Here's a quick comparison table of the parsers we'll cover in this guide:

Parser/Library	Performance & Speed	Robustness (Malformed HTML)	Ease of Use & API Design	Extraction Features (Selectors etc.)
BeautifulSoup (API)	Varies (depends on parser used)	Varies (depends on parser used)	Very High (Pythonic, intuitive)	Rich navigation, CSS Selectors
`html.parser`	Moderate (Pure Python)	Moderate	Via BS4: High; Direct: Low	Via BS4: CSS; Direct: Basic
`html5lib`	Slow	Very High (Browser-like)	Via BS4: High; Direct: Moderate	Via BS4: CSS; Direct: Basic
`lxml`	Very Fast (C-based)	High	Moderate-High (Powerful)	XPath, CSS Selectors
`Selectolax`	Exceptionally Fast (C-based)	High (HTML5 compliant)	Moderate (CSS-centric)	CSS Selectors
`pyquery`	Fast (uses `lxml`)	High (uses `lxml`)	High (jQuery-like)	CSS & XPath (jQuery-style), DOM manip.
`jusText`	Fast (Specialized task)	N/A (Text extraction only)	Very High (Specific task)	Boilerplate removal, no general selectors
`Scrapy` (Framework)	High (Async, uses `lxml` via Parsel)	High (via Parsel/`lxml`)	Moderate (Framework); High (Selectors)	XPath, CSS (via Parsel); Full crawling features

Skip the Parser Decision: Use our Web Scraping API which makes it easy to scrape any website, just give our API the selectors and we fetch your data. Sign up and get 1,000 free Web Scraping credits and easily build a Python web scraper with only a few clicks in our request builder. We even have a AI powered Web Scraping feature where you can just describe the data you want in plain english and we extract it, now selectors needed.

BeautifulSoup

BeautifulSoup is an HTML parser, but it’s also much more than that—it’s a lightweight and versatile library that allows you to extract data and information from both HTML and XML files. You can use it for web scraping, but also for modifying HTML files. While it’s relatively simple and easy to learn, it’s a very powerful framework. You can complete even more complex web scraping projects using BeautifulSoup as the only web scraping library.
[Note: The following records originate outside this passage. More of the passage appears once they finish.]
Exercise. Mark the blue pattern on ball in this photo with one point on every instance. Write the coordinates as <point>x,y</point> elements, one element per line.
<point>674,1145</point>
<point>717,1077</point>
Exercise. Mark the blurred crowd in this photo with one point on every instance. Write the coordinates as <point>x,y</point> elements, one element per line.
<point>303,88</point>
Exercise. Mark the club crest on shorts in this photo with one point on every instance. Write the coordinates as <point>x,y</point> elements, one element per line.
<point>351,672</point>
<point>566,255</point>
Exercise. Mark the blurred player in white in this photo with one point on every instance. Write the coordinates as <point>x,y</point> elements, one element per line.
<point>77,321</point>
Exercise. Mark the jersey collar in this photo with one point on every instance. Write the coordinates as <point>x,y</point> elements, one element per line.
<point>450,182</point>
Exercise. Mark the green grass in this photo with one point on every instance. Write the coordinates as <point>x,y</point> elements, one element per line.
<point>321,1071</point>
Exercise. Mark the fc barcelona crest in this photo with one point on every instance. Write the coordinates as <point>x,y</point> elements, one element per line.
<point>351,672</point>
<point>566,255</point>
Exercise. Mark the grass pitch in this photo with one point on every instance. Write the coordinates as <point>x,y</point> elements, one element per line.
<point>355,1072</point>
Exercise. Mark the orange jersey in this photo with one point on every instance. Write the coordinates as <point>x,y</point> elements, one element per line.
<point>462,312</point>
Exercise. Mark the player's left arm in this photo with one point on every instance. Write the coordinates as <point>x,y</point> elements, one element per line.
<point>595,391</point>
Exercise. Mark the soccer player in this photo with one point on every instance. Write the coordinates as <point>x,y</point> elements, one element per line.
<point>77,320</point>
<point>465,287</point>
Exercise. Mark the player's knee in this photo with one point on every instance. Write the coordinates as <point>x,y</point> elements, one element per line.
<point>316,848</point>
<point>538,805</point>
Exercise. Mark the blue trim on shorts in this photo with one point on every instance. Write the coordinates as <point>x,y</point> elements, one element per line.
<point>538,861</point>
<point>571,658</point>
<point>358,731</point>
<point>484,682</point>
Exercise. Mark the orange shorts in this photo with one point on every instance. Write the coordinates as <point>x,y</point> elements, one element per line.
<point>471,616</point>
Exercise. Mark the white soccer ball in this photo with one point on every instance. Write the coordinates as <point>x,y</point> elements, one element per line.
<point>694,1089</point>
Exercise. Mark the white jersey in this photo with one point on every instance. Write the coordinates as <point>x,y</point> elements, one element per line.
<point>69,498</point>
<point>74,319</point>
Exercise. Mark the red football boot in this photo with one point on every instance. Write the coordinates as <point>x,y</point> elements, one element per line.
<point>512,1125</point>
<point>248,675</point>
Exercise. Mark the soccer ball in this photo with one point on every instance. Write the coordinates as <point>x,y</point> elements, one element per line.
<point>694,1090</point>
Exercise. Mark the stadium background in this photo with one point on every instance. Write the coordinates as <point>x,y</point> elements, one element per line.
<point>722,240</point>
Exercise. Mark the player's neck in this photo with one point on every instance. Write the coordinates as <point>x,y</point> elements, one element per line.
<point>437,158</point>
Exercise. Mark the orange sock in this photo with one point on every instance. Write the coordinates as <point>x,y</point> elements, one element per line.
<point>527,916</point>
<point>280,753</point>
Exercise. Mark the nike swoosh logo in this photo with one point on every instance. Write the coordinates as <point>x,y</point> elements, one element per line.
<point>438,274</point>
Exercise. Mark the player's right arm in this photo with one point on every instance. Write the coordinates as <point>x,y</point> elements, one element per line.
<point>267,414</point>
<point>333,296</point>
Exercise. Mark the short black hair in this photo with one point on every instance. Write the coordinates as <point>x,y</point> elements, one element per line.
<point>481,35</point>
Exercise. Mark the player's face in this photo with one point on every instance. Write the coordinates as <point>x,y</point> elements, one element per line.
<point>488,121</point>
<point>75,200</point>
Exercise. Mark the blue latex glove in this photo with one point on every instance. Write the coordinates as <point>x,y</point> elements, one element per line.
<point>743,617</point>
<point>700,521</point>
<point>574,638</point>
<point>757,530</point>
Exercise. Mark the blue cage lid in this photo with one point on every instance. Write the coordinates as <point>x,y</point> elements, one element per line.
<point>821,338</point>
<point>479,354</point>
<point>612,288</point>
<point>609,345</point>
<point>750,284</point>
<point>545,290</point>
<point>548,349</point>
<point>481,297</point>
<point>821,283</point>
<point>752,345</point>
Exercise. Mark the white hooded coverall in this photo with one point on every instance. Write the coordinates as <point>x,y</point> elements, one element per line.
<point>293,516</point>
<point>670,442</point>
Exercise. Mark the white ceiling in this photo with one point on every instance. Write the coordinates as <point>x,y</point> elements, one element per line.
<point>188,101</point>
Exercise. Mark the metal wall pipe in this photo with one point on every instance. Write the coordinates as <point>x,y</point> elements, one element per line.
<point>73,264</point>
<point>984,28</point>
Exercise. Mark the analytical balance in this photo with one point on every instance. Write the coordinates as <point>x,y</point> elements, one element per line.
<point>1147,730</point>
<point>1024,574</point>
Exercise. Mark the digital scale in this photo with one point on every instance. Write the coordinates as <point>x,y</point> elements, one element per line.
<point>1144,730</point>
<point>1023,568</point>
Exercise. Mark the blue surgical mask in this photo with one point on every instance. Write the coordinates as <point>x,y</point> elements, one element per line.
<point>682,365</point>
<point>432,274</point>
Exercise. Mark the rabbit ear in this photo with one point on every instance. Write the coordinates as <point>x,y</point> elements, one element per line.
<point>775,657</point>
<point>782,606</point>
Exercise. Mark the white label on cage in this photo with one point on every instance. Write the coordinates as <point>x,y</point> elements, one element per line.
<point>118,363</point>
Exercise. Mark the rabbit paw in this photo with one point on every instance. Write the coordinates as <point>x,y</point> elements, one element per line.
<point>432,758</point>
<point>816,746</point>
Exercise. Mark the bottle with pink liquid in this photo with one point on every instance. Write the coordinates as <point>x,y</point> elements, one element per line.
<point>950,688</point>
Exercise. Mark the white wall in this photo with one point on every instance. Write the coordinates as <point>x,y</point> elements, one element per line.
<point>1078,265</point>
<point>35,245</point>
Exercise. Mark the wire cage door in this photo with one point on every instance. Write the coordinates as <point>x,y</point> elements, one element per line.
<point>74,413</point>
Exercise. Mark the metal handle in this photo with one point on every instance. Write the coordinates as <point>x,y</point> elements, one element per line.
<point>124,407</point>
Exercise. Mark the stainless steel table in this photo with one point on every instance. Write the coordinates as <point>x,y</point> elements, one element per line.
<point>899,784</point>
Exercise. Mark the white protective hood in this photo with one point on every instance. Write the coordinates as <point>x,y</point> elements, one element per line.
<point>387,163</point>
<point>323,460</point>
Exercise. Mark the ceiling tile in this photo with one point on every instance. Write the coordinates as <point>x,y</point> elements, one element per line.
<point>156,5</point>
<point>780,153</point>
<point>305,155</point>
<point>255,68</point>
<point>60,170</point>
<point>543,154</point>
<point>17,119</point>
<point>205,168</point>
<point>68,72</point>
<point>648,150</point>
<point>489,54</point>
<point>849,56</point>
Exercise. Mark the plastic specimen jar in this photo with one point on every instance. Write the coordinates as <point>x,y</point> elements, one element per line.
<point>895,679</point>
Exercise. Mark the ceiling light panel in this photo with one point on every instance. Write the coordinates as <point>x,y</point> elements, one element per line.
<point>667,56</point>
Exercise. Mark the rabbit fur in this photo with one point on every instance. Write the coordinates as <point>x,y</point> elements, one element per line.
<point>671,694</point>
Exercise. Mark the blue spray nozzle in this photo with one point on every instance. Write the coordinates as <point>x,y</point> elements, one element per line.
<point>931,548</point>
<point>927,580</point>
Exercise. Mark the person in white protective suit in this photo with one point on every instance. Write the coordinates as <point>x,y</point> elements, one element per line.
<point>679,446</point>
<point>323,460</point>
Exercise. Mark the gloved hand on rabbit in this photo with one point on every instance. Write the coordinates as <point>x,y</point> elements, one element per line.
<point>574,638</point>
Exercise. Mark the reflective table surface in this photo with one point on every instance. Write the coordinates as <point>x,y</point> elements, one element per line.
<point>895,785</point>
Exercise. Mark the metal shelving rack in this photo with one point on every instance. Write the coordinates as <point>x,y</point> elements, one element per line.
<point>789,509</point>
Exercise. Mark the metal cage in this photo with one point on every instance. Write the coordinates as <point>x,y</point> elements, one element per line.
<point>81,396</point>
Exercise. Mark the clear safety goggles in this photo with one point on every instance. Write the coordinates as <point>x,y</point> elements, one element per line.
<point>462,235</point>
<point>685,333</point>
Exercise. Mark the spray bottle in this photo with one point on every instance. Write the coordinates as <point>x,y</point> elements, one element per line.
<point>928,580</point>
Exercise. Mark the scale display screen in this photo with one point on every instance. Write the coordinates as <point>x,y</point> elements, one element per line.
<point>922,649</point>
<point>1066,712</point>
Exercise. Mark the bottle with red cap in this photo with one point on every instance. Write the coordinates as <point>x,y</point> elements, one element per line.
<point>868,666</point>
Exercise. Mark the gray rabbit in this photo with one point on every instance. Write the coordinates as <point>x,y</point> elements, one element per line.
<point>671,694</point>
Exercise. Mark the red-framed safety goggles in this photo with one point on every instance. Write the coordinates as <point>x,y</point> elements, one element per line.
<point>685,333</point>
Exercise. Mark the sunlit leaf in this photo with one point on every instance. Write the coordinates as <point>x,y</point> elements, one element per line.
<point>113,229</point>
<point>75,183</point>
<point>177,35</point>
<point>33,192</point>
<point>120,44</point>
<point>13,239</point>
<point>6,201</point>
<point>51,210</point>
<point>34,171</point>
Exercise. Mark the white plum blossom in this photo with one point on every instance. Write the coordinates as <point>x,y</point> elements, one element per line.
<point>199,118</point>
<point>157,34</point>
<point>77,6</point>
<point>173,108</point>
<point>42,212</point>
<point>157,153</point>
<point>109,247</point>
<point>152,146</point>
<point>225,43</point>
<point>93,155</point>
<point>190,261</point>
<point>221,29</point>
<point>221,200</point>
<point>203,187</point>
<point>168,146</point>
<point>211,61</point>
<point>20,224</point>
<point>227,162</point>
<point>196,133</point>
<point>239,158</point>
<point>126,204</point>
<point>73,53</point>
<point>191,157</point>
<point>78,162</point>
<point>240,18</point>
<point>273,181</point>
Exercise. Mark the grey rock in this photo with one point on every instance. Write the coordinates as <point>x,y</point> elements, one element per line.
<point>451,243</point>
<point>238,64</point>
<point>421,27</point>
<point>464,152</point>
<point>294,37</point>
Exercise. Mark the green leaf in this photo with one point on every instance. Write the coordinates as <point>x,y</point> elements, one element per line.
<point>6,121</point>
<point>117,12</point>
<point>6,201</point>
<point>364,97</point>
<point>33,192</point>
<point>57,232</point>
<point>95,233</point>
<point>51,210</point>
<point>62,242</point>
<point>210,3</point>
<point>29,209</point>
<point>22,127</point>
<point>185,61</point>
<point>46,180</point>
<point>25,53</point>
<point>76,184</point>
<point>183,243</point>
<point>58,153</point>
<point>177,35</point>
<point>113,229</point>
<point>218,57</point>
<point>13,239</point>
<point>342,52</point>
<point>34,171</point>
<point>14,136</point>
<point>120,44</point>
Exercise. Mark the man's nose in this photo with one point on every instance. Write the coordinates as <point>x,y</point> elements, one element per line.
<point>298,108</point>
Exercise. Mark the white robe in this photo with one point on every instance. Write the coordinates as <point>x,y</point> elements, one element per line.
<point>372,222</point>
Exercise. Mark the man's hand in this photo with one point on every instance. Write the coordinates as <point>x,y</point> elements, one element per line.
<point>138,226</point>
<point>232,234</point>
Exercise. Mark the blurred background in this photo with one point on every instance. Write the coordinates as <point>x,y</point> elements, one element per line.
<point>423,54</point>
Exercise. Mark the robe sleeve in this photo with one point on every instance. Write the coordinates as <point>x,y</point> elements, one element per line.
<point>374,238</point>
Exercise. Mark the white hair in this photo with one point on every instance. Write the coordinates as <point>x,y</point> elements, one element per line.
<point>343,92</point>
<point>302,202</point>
The BeautifulSoup Python package is not built-in, so you need to install it before using it. Fortunately, it is very user-friendly and easy to set up. Simply install it by running pip install beautifulsoup4. Once that is done, you only need to input the HTML file you want to parse. You can then use the numerous functions of BeautifulSoup to find and scrape the data you want, all in just a few lines of code.

Let’s take a look at an example based on this simple HTML from BeautifulSoup’s documentation. Note that if you wanted to scrape a real web page instead, you’d first need to use something like the Requests module in order to access the web page.

Here’s the HTML:

html_doc = """<html><head><title>The Dormouse's story</title></head>
<body>
<p class="title"><b>The Dormouse's story</b></p>
 
<p class="story">Once upon a time there were three little sisters; and their names were
<a href="http://example.com/elsie" class="sister" id="link1">Elsie</a>,
<a href="http://example.com/lacie" class="sister" id="link2">Lacie</a> and
<a href="http://example.com/tillie" class="sister" id="link3">Tillie</a>;
and they lived at the bottom of a well.</p>
 
<p class="story">...</p>
"""

Before parsing this, you’ll need to import the BeautifulSoup library using the following code:

from bs4 import BeautifulSoup

Finally, you can parse the HTML with this simple line of code:

soup = BeautifulSoup(html_doc, 'html.parser')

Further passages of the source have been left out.